Build a TableSchema directly from a dict of column definitions when the row type is dynamic:
from cocoindex.connectors.neo4j import TableSchema, ColumnDef
schema = TableSchema(
columns={
"filename": ColumnDef(type="STRING"),
"title": ColumnDef(type="STRING"),
"summary": ColumnDef(type="STRING", nullable=True),
},
primary_key="filename",
)
ColumnDef fields:
type — The Neo4j type string (metadata only; see table above).nullable — Whether the column may be None. Defaults to True.encoder — Optional Callable[[Any], Any] applied to non-None values before they're sent to Neo4j.For each managed table, the connector creates supporting Cypher artifacts on first run:
CREATE CONSTRAINT `coco_uniq_<Label>__<pk>` IF NOT EXISTS
FOR (n:`<Label>`) REQUIRE n.`<pk>` IS UNIQUE
CREATE INDEX is redundant on nodes.CREATE INDEX `coco_idx_rel_<RelType>__<pk>` IF NOT EXISTS
FOR ()-[r:`<RelType>`]-() ON (r.`<pk>`)
Indexes and constraints are dropped on cocoindex drop or when the table is no longer declared.
When managed_by="user" is set, the connector skips DDL entirely — you're responsible for creating and dropping the schema. Record-level upserts and deletes still work.
from collections.abc import AsyncIterator
from dataclasses import dataclass
import cocoindex as coco
from cocoindex.connectors import neo4j
KG_DB: coco.ContextKey[neo4j.ConnectionFactory] = coco.ContextKey("kg_db")
@dataclass
class Document:
filename: str
title: str
summary: str
@coco.lifespan
async def coco_lifespan(builder: coco.EnvironmentBuilder) -> AsyncIterator[None]:
builder.provide(KG_DB, neo4j.ConnectionFactory(
uri="bolt://localhost:7687",
auth=("neo4j", "cocoindex"),
database="neo4j",
))
yield
@coco.fn
async def app_main() -> None:
schema = await neo4j.TableSchema.from_class(Document, primary_key="filename")

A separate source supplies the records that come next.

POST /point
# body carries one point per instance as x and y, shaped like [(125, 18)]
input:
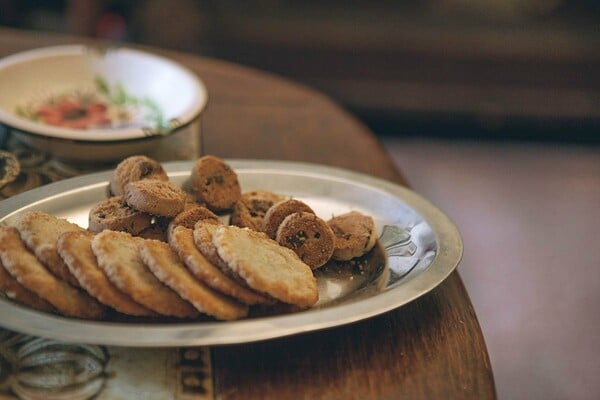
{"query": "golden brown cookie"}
[(250, 210), (118, 256), (191, 214), (133, 169), (114, 214), (266, 266), (40, 231), (168, 268), (215, 183), (277, 213), (75, 248), (159, 198), (355, 235), (13, 290), (29, 272), (308, 236), (181, 240)]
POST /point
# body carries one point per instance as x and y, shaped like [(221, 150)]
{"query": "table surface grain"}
[(431, 348)]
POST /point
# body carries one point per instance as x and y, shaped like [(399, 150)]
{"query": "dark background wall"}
[(524, 69)]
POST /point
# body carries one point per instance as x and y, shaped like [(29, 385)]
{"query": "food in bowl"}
[(87, 103)]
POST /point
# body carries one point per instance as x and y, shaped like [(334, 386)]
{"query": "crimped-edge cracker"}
[(168, 268), (277, 213), (75, 248), (355, 235), (17, 292), (203, 239), (135, 168), (29, 272), (114, 214), (249, 211), (267, 266), (181, 240), (40, 231), (155, 197), (215, 183), (118, 256), (308, 236)]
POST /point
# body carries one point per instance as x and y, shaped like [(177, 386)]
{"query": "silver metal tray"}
[(418, 248)]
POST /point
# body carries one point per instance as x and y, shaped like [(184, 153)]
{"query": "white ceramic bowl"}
[(97, 104)]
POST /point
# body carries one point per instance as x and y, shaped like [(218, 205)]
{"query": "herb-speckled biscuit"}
[(159, 198), (266, 266), (215, 183), (355, 235), (12, 289), (308, 236), (277, 213), (191, 214), (114, 214), (133, 169)]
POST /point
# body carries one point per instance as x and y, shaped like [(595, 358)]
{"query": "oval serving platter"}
[(418, 248)]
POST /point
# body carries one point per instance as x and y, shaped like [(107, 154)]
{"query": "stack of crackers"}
[(152, 249)]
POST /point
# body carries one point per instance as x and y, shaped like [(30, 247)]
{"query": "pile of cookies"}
[(152, 249)]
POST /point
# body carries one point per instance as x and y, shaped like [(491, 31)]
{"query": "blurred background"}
[(491, 108), (492, 68)]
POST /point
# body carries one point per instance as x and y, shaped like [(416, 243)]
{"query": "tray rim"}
[(447, 258)]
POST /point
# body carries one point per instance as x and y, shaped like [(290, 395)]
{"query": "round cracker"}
[(169, 269), (29, 272), (12, 289), (267, 266), (40, 231), (118, 256), (75, 248), (181, 240)]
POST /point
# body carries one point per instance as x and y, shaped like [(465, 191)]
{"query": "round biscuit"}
[(135, 168), (114, 214), (355, 235), (158, 198), (308, 236), (249, 211), (215, 183)]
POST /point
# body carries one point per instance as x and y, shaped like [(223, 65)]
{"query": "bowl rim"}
[(11, 120)]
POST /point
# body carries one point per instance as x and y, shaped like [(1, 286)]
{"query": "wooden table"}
[(431, 348)]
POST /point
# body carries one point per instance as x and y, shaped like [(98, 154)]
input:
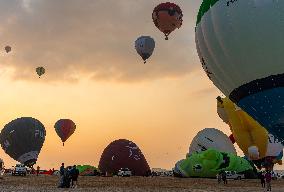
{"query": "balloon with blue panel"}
[(240, 46)]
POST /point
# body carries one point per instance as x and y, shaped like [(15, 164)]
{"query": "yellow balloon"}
[(250, 136)]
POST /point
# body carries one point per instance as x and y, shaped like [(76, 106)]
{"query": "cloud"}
[(74, 39)]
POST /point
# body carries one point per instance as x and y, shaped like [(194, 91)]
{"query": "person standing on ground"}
[(37, 170), (262, 179), (61, 172), (219, 178), (224, 177), (268, 178), (74, 176)]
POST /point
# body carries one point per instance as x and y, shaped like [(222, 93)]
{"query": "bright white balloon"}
[(211, 138), (145, 46)]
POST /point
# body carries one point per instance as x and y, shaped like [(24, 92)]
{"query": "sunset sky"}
[(95, 77)]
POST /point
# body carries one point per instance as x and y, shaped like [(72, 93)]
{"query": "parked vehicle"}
[(124, 172), (19, 169), (234, 175)]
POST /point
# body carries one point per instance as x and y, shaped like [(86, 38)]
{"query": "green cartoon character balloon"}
[(211, 162)]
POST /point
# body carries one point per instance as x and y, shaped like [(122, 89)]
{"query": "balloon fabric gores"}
[(22, 139), (64, 128), (240, 46)]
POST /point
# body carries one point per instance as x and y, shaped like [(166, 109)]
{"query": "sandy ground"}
[(133, 184)]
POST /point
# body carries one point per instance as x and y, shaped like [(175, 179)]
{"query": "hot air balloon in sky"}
[(22, 139), (240, 46), (64, 128), (144, 46), (211, 138), (8, 49), (40, 71), (167, 17)]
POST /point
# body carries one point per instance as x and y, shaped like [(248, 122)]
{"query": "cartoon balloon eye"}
[(197, 168)]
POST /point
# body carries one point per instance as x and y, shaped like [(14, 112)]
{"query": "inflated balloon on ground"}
[(250, 136), (240, 46), (64, 128), (145, 46), (22, 139), (211, 162), (123, 153), (211, 138)]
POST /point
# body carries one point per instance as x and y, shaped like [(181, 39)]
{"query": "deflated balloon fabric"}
[(209, 163), (240, 46)]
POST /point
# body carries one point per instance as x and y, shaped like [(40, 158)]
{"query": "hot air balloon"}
[(22, 139), (211, 138), (123, 153), (240, 46), (144, 46), (64, 128), (250, 136), (8, 49), (211, 162), (40, 71), (167, 17)]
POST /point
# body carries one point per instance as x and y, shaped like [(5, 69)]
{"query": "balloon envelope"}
[(64, 128), (40, 71), (240, 45), (167, 17), (8, 49), (22, 139), (144, 46), (211, 138)]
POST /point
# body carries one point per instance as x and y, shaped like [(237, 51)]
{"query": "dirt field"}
[(133, 184)]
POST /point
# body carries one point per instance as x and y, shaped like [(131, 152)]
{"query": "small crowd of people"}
[(265, 179), (222, 176), (68, 176)]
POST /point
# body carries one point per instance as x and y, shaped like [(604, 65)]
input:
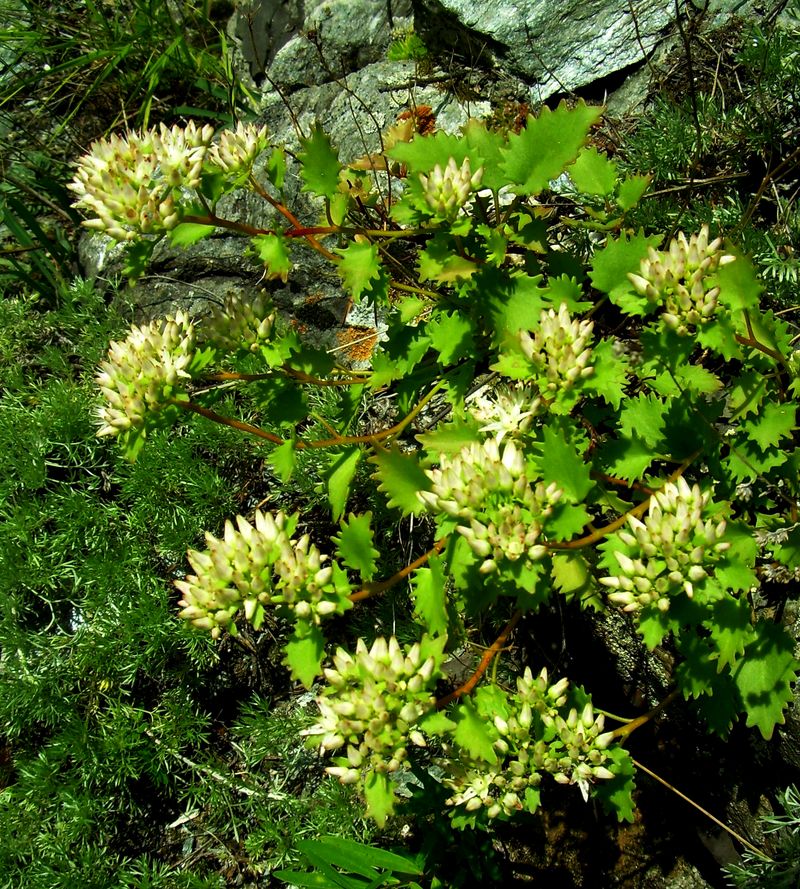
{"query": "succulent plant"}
[(672, 549), (256, 565), (133, 184), (489, 489), (371, 705), (533, 738), (144, 372), (236, 151), (447, 190), (560, 350)]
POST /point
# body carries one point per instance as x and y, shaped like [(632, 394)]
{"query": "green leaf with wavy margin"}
[(474, 734), (593, 173), (379, 795), (354, 545), (549, 142), (400, 478), (428, 591), (360, 268), (610, 267), (304, 652), (764, 675), (320, 165)]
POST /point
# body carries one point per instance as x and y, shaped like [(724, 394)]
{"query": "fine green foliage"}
[(517, 482), (581, 410), (783, 870)]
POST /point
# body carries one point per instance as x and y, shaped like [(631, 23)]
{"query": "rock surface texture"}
[(325, 62)]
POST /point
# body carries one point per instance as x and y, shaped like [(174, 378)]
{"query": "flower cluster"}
[(144, 372), (260, 565), (532, 737), (236, 151), (681, 279), (446, 191), (509, 412), (669, 552), (560, 351), (372, 702), (240, 325), (132, 184), (490, 489)]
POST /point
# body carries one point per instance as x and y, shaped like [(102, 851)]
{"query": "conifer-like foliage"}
[(632, 445)]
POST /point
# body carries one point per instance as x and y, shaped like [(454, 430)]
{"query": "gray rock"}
[(557, 48)]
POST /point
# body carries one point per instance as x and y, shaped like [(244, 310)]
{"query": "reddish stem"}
[(490, 652), (375, 589)]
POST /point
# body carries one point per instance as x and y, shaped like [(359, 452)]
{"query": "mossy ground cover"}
[(137, 753)]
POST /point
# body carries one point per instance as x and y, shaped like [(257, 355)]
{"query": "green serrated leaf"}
[(610, 374), (549, 142), (273, 252), (696, 672), (730, 629), (774, 423), (626, 458), (282, 460), (745, 393), (631, 190), (564, 289), (562, 464), (320, 164), (474, 734), (452, 336), (572, 576), (379, 795), (400, 478), (187, 233), (644, 417), (764, 675), (354, 545), (423, 153), (514, 302), (360, 268), (739, 287), (747, 461), (616, 794), (450, 438), (339, 478), (566, 521), (593, 173), (428, 591), (305, 649), (487, 144), (610, 267), (720, 336)]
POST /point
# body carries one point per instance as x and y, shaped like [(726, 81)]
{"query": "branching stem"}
[(637, 511), (699, 808), (490, 652), (335, 441), (378, 587)]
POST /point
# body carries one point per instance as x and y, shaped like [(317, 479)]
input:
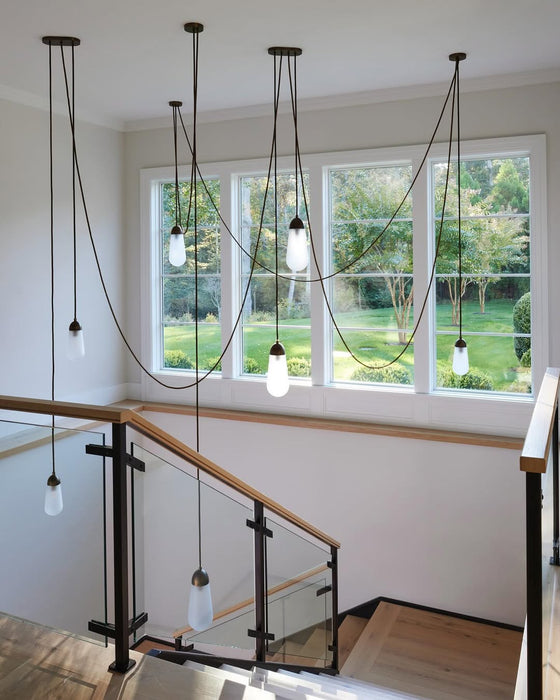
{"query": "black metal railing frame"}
[(534, 564), (123, 540)]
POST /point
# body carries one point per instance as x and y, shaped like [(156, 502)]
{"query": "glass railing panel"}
[(166, 551), (300, 622), (299, 599), (53, 567), (228, 638)]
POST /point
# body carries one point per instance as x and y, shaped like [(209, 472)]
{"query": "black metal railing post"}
[(334, 598), (260, 633), (533, 509), (122, 662), (260, 584), (555, 559)]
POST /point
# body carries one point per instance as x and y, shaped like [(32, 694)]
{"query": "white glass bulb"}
[(75, 347), (277, 383), (177, 253), (201, 612), (53, 499), (297, 253), (460, 358)]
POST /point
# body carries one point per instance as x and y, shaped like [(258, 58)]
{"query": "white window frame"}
[(420, 405)]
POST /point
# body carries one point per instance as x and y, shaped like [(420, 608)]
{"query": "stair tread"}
[(348, 634)]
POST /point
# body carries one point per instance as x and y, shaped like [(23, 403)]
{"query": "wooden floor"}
[(435, 656), (38, 664)]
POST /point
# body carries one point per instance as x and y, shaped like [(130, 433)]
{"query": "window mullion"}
[(321, 335), (230, 268), (423, 249)]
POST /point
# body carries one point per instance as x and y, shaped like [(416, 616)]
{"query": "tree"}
[(490, 244), (363, 200)]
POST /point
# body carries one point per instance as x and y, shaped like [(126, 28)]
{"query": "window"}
[(373, 297), (496, 276), (377, 298), (178, 283), (259, 311)]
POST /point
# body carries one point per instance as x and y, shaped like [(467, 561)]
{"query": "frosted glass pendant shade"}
[(200, 613), (75, 347), (53, 496), (277, 383), (177, 253), (297, 253), (460, 358)]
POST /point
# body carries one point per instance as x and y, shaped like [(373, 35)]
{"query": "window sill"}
[(490, 414)]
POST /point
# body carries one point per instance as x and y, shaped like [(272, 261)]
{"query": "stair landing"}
[(435, 656)]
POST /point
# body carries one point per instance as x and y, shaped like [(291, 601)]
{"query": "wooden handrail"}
[(171, 443), (105, 414), (271, 591), (534, 456), (340, 425), (150, 430)]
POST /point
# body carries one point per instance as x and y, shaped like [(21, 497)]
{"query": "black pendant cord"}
[(110, 306), (293, 91), (193, 191), (51, 187), (73, 185), (433, 268), (277, 81), (320, 278), (457, 60), (177, 197)]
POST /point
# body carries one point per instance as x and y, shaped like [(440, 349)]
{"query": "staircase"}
[(400, 651)]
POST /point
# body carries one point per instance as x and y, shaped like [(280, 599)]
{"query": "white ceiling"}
[(135, 56)]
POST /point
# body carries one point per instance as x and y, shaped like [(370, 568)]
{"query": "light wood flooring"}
[(429, 655), (402, 651), (39, 664)]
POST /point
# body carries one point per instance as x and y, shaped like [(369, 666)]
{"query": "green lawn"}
[(493, 355)]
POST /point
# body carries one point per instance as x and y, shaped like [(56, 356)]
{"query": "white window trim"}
[(422, 406)]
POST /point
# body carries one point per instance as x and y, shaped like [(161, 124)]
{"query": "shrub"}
[(177, 359), (211, 361), (261, 317), (183, 318), (473, 379), (299, 367), (394, 374), (526, 357), (522, 324), (251, 366), (292, 309)]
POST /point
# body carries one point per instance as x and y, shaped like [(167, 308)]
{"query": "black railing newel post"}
[(555, 559), (122, 662), (533, 507), (260, 584), (334, 576)]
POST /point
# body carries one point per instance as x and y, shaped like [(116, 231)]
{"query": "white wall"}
[(52, 567), (507, 112), (25, 262), (431, 523)]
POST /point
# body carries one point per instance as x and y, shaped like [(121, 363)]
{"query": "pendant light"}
[(277, 383), (200, 610), (297, 252), (460, 351), (75, 347), (177, 253), (53, 496)]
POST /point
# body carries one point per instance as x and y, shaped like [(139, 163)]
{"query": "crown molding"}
[(409, 92), (37, 102), (355, 99)]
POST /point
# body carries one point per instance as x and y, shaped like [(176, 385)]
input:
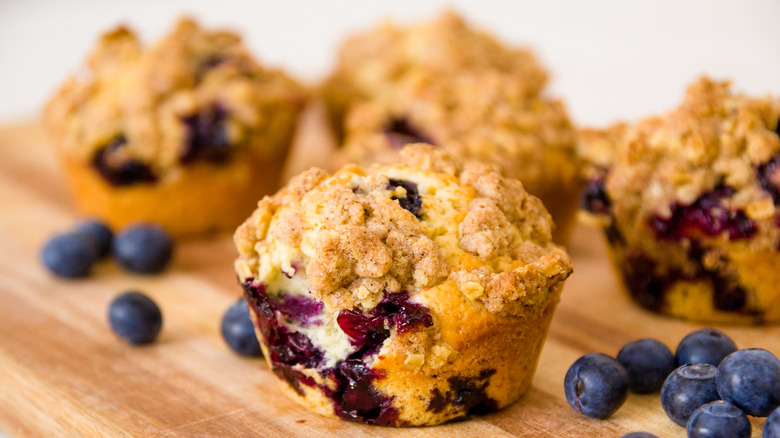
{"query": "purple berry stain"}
[(207, 137), (412, 202), (400, 132), (121, 172)]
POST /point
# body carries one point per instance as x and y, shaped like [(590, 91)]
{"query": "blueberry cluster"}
[(708, 385), (142, 248)]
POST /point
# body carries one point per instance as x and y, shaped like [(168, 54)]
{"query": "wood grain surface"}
[(63, 373)]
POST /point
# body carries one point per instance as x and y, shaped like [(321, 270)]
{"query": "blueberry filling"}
[(594, 198), (120, 172), (467, 394), (412, 202), (707, 216), (400, 132), (207, 137), (354, 397)]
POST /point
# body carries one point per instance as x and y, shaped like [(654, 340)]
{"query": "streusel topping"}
[(360, 233), (194, 95)]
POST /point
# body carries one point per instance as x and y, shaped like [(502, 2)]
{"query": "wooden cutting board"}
[(64, 373)]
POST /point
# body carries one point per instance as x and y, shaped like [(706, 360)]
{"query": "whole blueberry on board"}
[(687, 388), (98, 235), (719, 419), (135, 318), (648, 363), (704, 346), (143, 248), (772, 425), (596, 385), (750, 379), (68, 255), (238, 331)]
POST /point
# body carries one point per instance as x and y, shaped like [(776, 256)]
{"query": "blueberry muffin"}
[(187, 133), (449, 85), (688, 202), (401, 295)]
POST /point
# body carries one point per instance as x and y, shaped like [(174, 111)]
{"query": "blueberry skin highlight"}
[(719, 419), (704, 346), (686, 389), (648, 362), (596, 385), (750, 379), (145, 249), (772, 425), (98, 235), (135, 318), (238, 331), (68, 255)]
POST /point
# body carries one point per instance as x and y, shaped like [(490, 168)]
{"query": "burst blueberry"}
[(648, 363), (238, 331), (719, 419), (144, 249), (750, 379), (596, 385), (97, 234), (135, 318), (687, 388), (704, 346), (68, 255)]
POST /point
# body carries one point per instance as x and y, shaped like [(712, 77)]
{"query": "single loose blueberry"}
[(750, 379), (97, 234), (596, 385), (238, 331), (719, 419), (772, 425), (68, 255), (648, 363), (687, 388), (135, 318), (704, 346), (145, 249)]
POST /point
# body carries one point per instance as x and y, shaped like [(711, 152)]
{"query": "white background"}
[(608, 59)]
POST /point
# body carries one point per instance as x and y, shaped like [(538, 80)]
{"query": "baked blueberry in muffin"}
[(447, 84), (406, 294), (186, 133), (688, 201)]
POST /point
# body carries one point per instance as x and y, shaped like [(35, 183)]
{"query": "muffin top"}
[(406, 227), (193, 96), (371, 61), (707, 169)]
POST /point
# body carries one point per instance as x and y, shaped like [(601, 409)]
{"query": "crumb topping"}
[(356, 241), (192, 90)]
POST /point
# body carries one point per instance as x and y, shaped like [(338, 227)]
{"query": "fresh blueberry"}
[(135, 318), (750, 379), (719, 419), (238, 331), (648, 363), (145, 249), (704, 346), (98, 235), (772, 425), (68, 255), (596, 385), (687, 388)]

documents = await neo4j.mount_table_target(
KG_DB, "Document", schema, primary_key="filename",
)
documents.declare_record(
row=Document(
filename="overview.md",
title="Overview",
summary="An overview of CocoIndex...",
)
)
app = coco.App(coco.AppConfig(name="docs_to_neo4j"), app_main)
@dataclass
class Entity:
value: str
@dataclass
class RelationshipRow:
id: str
predicate: str
@coco.fn
async def kg_app_main() -> None:
documents = await neo4j.mount_table_target(
KG_DB, "Document",
await neo4j.TableSchema.from_class(Document, primary_key="filename"),
primary_key="filename",
)
entities = await neo4j.mount_table_target(
KG_DB, "Entity",
await neo4j.TableSchema.from_class(Entity, primary_key="value"),
primary_key="value",
)
relationships = await neo4j.mount_relation_target(
KG_DB, "RELATIONSHIP",
entities, entities,
await neo4j.TableSchema.from_class(RelationshipRow, primary_key="id"),
primary_key="id",
)
# populate ...
documents.declare_record(row=Document(filename="overview.md", title="Overview", summary="..."))
entities.declare_record(row=Entity(value="CocoIndex"))
entities.declare_record(row=Entity(value="Neo4j"))
relationships.declare_relation(
from_id="CocoIndex",
to_id="Neo4j",
record=RelationshipRow(id="rel-1", predicate="writes_to"),
)
kg_app = coco.App(coco.AppConfig(name="kg_app"), kg_app_main)
The Entity table is declared up-front (via mount_table_target) so its uniqueness constraint is reconciled before any RELATIONSHIP edge MERGEs entity endpoints. The relationship's three-MERGE pattern (source endpoint → target endpoint → edge) means missing endpoints are auto-created — but it's good practice to declare them explicitly so deletion-cascade behavior stays predictable.